(adding Will who was part of a similar discussion before)
On Tue, 8 Jan 2019 at 19:35, Carsten Haitzler Carsten.Haitzler@arm.com wrote:
On 08/01/2019 17:07, Grant Likely wrote:
FYI I have a Radeon RX550 with amdgpu on my thunder-x2. yes - it's a server ARM (aarch64) system, but it works a charm. 2 screens attached. I did have to do the following:
- patch kernel DRM code to force uncached mappings (the code apparently
assumes WC x86-style):
--- ./include/drm/drm_cache.h~ 2018-08-12 21:41:04.000000000 +0100 +++ ./include/drm/drm_cache.h 2018-11-16 11:06:16.976842816 +0000 @@ -48,7 +48,7 @@ #elif defined(CONFIG_MIPS) && defined(CONFIG_CPU_LOONGSON3) return false; #else
return true;
return false;
#endif }
OK, so this is rather interesting. First of all, this is the exact change we apply to the nouveau driver to work on SynQuacer, i.e., demote all normal-non cacheable mappings of memory exposed by the PCIe controller via a BAR to device mappings. On SynQuacer, we need this because of a known silicon bug in the integration of the PCIe IP.

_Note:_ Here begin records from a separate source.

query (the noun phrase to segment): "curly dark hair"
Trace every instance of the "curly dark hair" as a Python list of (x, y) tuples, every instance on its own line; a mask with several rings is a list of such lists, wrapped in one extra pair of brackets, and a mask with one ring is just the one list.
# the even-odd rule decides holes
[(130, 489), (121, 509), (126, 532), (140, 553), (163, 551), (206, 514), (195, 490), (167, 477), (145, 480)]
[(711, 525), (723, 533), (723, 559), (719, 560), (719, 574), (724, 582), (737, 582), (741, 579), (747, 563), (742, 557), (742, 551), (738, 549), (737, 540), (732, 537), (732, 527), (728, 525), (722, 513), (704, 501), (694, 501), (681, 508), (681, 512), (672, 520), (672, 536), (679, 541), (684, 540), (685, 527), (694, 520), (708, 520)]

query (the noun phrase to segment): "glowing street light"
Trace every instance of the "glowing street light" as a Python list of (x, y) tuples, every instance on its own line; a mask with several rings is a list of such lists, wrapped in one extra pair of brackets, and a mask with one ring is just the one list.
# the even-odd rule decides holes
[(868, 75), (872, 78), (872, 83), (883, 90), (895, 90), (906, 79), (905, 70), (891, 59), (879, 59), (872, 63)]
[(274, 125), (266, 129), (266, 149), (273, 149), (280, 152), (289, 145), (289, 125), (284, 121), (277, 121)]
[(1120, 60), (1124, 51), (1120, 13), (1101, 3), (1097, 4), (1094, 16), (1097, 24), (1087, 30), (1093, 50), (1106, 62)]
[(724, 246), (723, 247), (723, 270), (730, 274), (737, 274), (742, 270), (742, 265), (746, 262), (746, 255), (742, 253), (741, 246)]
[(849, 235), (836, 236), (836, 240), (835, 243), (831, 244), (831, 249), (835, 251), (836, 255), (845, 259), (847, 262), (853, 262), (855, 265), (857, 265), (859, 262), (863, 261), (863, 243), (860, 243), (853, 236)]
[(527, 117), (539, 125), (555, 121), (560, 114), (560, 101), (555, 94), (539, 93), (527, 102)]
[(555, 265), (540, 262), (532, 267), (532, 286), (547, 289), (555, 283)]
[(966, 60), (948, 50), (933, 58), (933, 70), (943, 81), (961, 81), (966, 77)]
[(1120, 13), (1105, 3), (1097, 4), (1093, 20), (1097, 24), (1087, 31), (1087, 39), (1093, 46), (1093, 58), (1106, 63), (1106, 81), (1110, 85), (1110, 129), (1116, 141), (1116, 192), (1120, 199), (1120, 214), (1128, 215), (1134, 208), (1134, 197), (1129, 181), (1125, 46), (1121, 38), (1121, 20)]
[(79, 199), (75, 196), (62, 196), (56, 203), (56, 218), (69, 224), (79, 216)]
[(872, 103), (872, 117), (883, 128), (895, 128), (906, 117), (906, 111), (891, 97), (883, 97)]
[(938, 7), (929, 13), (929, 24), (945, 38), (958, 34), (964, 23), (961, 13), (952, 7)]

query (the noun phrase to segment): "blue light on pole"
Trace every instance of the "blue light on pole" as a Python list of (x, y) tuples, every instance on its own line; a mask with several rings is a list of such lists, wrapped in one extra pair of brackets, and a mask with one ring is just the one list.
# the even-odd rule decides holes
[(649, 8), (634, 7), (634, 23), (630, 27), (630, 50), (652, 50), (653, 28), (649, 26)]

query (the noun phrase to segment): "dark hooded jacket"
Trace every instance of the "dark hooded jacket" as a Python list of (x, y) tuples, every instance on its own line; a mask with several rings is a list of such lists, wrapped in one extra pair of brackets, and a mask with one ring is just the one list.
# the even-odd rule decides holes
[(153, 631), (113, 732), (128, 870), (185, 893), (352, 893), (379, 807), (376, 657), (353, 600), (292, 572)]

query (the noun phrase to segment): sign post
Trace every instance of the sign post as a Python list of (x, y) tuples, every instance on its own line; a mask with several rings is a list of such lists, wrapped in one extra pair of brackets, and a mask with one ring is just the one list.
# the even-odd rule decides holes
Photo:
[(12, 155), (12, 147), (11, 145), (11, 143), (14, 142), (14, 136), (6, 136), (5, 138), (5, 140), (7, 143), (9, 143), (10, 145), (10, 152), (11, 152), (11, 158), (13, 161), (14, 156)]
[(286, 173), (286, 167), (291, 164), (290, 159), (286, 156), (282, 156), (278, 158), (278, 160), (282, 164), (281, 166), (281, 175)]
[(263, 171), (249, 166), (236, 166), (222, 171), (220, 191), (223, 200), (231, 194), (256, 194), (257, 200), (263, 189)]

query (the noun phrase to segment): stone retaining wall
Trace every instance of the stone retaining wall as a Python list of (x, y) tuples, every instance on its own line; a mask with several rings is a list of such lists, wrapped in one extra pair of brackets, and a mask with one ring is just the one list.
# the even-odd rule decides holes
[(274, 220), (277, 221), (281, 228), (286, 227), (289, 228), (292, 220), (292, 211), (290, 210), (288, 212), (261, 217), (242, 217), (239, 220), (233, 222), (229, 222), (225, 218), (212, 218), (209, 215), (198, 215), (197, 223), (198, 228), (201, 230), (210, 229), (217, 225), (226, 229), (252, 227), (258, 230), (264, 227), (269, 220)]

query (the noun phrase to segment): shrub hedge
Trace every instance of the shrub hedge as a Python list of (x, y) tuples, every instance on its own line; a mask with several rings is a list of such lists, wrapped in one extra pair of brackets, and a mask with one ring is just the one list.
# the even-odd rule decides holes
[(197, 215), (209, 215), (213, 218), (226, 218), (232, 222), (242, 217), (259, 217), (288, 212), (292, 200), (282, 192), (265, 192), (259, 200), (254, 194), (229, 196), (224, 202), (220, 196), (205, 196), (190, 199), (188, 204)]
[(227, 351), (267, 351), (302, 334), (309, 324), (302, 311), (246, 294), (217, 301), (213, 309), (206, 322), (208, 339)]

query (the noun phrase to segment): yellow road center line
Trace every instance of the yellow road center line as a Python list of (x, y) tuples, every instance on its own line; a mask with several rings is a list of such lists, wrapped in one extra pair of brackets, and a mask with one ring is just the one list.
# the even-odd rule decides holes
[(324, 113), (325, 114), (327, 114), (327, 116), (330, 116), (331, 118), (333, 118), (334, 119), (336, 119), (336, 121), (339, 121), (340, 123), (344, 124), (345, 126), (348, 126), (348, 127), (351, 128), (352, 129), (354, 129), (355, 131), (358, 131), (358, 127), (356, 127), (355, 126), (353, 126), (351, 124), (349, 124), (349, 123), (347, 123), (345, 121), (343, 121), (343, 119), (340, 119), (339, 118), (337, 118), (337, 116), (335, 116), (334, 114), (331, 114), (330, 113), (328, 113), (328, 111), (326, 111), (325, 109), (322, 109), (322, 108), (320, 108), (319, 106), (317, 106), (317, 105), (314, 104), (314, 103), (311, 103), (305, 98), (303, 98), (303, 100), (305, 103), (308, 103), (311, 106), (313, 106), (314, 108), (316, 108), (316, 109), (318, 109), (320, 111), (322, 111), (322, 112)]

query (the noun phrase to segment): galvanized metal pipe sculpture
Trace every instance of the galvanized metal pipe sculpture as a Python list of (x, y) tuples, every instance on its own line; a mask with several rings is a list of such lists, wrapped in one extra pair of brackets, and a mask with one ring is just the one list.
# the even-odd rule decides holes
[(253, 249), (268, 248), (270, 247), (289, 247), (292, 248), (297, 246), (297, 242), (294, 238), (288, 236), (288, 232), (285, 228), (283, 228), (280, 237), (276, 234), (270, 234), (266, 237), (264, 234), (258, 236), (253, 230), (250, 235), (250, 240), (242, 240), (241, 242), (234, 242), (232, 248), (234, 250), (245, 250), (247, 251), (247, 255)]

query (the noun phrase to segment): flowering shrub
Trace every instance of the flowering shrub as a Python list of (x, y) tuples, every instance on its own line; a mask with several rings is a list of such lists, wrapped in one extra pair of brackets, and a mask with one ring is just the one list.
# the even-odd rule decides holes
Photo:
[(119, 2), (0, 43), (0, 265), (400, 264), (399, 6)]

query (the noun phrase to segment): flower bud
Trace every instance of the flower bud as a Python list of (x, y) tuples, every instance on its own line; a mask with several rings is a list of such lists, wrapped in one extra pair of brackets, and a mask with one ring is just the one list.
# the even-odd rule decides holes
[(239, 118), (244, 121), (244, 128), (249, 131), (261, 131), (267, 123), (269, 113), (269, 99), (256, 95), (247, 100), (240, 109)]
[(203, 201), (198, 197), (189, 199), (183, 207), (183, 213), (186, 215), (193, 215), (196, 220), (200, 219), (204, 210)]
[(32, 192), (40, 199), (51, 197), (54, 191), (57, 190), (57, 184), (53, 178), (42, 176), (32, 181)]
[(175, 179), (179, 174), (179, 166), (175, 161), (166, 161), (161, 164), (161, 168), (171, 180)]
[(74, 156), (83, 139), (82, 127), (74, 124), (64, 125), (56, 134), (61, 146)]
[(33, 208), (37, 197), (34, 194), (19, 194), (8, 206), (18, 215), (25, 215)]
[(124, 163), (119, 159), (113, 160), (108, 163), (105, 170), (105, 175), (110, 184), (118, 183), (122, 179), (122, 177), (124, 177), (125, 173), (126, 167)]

However, the fact that even on TX2, you need device mappings to map RAM exposed via PCIe is rather troubling, and it has come up in the past as well. The problem is that the GPU driver stack on Linux, including VDPAU libraries and other userland pieces all assume that memory exposed via PCIe has proper memory semantics, including the ability to perform unaligned accesses on it or use DC ZVA instructions to clear it. As we all know, these driver stacks are rather complex, and adding awareness to each level in the stack regarding whether a certain piece of memory is real memory or PCI memory is going to be cumbersome.
When we discussed this in the past, an ARM h/w engineer pointed out that normal-nc is fundamentally incompatible with AMBA or AXI or whatever we use on ARM to integrate these components at the silicon level. If that means we can only use device mappings, it means we will need to make intrusive changes to a *lot* of code to ensure it doesn't use memcpy() or do other things that device mappings don't tolerate on ARM.
So, can we get the right people from the ARM side involved to clarify this once and for all?
- ensure I have a proper Xorg conf file for it to stop trying to do
things with the dumb FB on board:
Section "ServerFlags" Option "AutoAddGPU" "false" EndSection
Section "Device" Identifier "amdgpu" Driver "amdgpu" BusID "137:0:0" Option "DRI" "2" Option "TearFree" "on" EndSection
I put that in /usr/share/X11/xorg.conf.d/10-amdgpu.conf
This is needed to ignore the BMC display controller, I take it?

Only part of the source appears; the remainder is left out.